La Zone d’intérêt, de Jonathan Glazer — Angleterre
C’est celui qui a le plus de chance de repartir avec une statuette.
Les Feuilles mortes, d’Aki Kaurismäki — Finlande
L’Amérique découvre Kaurismäki après un passage par la compète Cannoise et est sous le charme — en même temps, qui ne l’est pas ? Les Feuilles mortes a une presse assez remarquable, est aidé par un Prix du Jury et est dans les cinq nommés des Golden Globes. Autant dire qu’on ne voit pas celui-ci y échapper — au moins à la nomination.
Les Filles d’Olfa, de Kaouther Ben Hania — Tunisie
Ben Hania était déjà dans la course aux Oscars en 2021 pour son très bon L’Homme qui a vendu sa peau (délivrant au passage la première nomination pour un film tunisien) et elle pourrait très bien reproduire l’exploit avec son docu-drama autour du récit de la famille d’Olfa Hamrouni, dont deux des filles partiront combattre aux côtés de Daech en Libye. Le film est très fort et très apprécié outre-Atlantique. C’est un candidat très sérieux.
Moi, Capitaine, de Matteo Garrone — Italie
Le drame qui raconte le parcours de deux jeunes cousins sénégalais qui décident de migrer en Europe est reparti avec un Lion d’Argent et un prix Marcello Mastroianni pour la performance de Seydou Sarr. C’est la première fois que Garrone est dans la shortlist (ce qui est fou quand on y pense, puisque cela veut dire que Gomorra et Dogman ont été évincés dès le premier tour).

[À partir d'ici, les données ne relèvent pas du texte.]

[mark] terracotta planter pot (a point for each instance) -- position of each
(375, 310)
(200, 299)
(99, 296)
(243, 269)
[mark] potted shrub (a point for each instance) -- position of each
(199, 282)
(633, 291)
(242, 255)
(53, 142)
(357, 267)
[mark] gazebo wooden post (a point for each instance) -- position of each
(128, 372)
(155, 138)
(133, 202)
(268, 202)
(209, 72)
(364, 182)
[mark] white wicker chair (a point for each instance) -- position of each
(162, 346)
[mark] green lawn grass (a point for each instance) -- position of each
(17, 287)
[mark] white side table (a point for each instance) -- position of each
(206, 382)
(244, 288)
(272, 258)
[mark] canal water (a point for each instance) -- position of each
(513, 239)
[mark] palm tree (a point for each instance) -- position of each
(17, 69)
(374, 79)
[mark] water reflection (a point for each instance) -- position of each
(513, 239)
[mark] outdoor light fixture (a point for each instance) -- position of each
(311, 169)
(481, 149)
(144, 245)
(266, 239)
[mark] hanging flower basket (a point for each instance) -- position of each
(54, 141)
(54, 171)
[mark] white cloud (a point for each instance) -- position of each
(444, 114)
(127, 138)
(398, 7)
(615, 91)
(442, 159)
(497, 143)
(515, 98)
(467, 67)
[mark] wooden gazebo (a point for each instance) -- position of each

Le film est auréolé de ces prix et étant déjà nommé au Golden Globe pour le prix équivalent, ça semble bien parti pour l’Italie cette année.

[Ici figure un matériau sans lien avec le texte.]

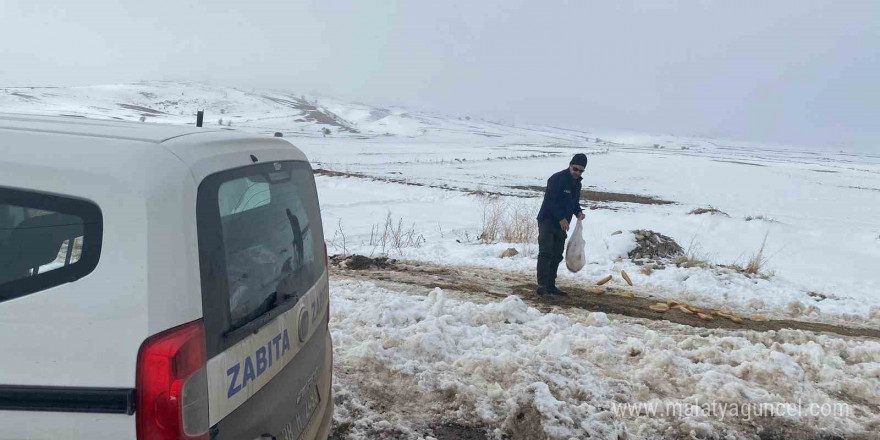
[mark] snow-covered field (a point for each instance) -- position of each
(407, 360)
(508, 368)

Perfect Days, de Wim Wenders — Japon
Wim Wenders au Japon, c’est un très joli drame, de très belles toilettes nippones, un prix d’interprétation cannois pour Koji Yakusho, une B.O. rock et un candidat très sérieux pour l’Oscar du Meilleur film étranger.
Tótem, de Lila Avilés — Mexique
Ce drame familial est passé par Berlin (où il est reparti avec un prix), Telluride, San Sebastian et le BFI London Film Festival fait bien parlé de lui. Ça ne lui permettra peut-être pas de finir dans les cinq finalistes, mais quand même.
The Monk and the Gun, de Pawo Choyning Dorji — Bhoutan
Narrant comme le Bhoutan a géré son passage à la démocratie moderne en 2006 à travers une fausse élection (oui, oui), c’est la deuxième fois en trois ans que le pays situé dans l’Himalaya fait sa place aux Oscars. Ce serait beau qu’il aille plus loin. Ce ne serait pas simple, mais ce serait beau.
The Promised Land, de Nikolaj Arcel — Danemark
Passé par la Mostra de Venise, le nouveau drame historique du réalisateur de Royal Affair qui embarque Mads Mikkelsen dans une lutte face à un baron pour pouvoir exploiter sa terre au Jutland au milieu du XVIIIe siècle a un beau potentiel. On n’est pas sûrs qu’il dépasse le stade final, mais il ne faut pas le prendre de haut.